Polish almost done, only a couple of passes on the buffing wheel before it’s time to etch.


----------



## JoBone (Jan 16, 2019)

Looking awesome


----------



## merlijny2k (Jan 17, 2019)

Whoosh whát a polish. Care to share a picture of your polishing/ buffing setup?


----------



## Christian Trajkovski (Jan 17, 2019)

Here is my handsanding ”station” I usually handsand up to 5000 grit. The polish in the picture in the post above is only achieved through handsanding.



After handsanding I buff on four separate wheels going from 5my to 0,1my. The picture below is a knife fresh from the buffing wheel.




This picture is the knife above after etch


----------



## milkbaby (Jan 17, 2019)

Awesome pics!


----------



## merlijny2k (Jan 18, 2019)

I never achieved any kind of 'good' polish in any way. Still somehow as an engineer it doesn't make sense we tend to do things this way. Start on a machine driven belt, then toil by hand, and then back to machine. 
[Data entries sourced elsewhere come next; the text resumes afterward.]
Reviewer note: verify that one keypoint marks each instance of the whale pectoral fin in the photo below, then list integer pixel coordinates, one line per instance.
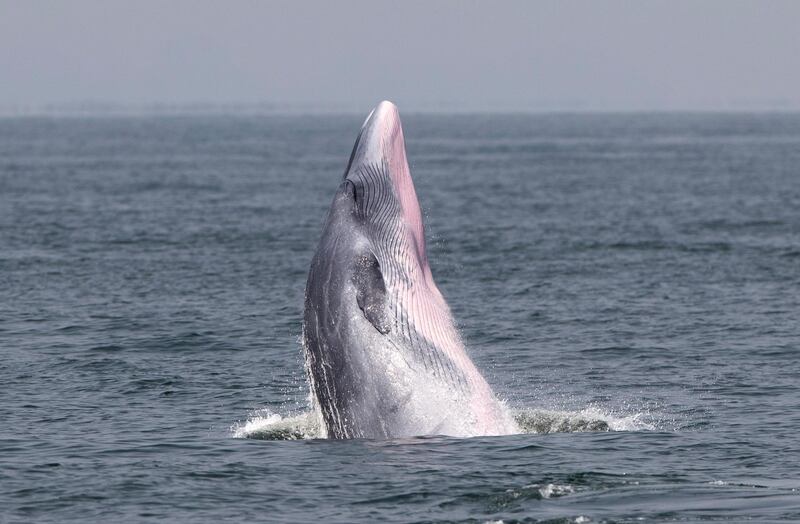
(371, 291)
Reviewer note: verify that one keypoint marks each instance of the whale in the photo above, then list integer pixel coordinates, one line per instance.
(382, 354)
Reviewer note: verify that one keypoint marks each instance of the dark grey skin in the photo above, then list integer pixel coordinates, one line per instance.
(382, 353)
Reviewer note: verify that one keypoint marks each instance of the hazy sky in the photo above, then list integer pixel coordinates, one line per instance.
(447, 55)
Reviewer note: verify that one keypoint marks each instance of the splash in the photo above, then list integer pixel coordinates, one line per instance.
(264, 424)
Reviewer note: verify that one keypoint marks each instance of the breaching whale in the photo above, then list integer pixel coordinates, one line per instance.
(383, 356)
Why can't the belt and the wheel meet each other in the middle and need lots of sweat and time to connect them?


----------



## Christian Trajkovski (Jan 18, 2019)

Yes it would be nice to minimize the ”hand” part in the polishing process


----------



## Christian Trajkovski (Jan 20, 2019)

Had time to etch and do some photography before the sun set. I’m really pleased with the result


----------



## Christian Trajkovski (Feb 2, 2019)

Almost finished, working on the handles and had to see what a bit of oil would do to the wood


----------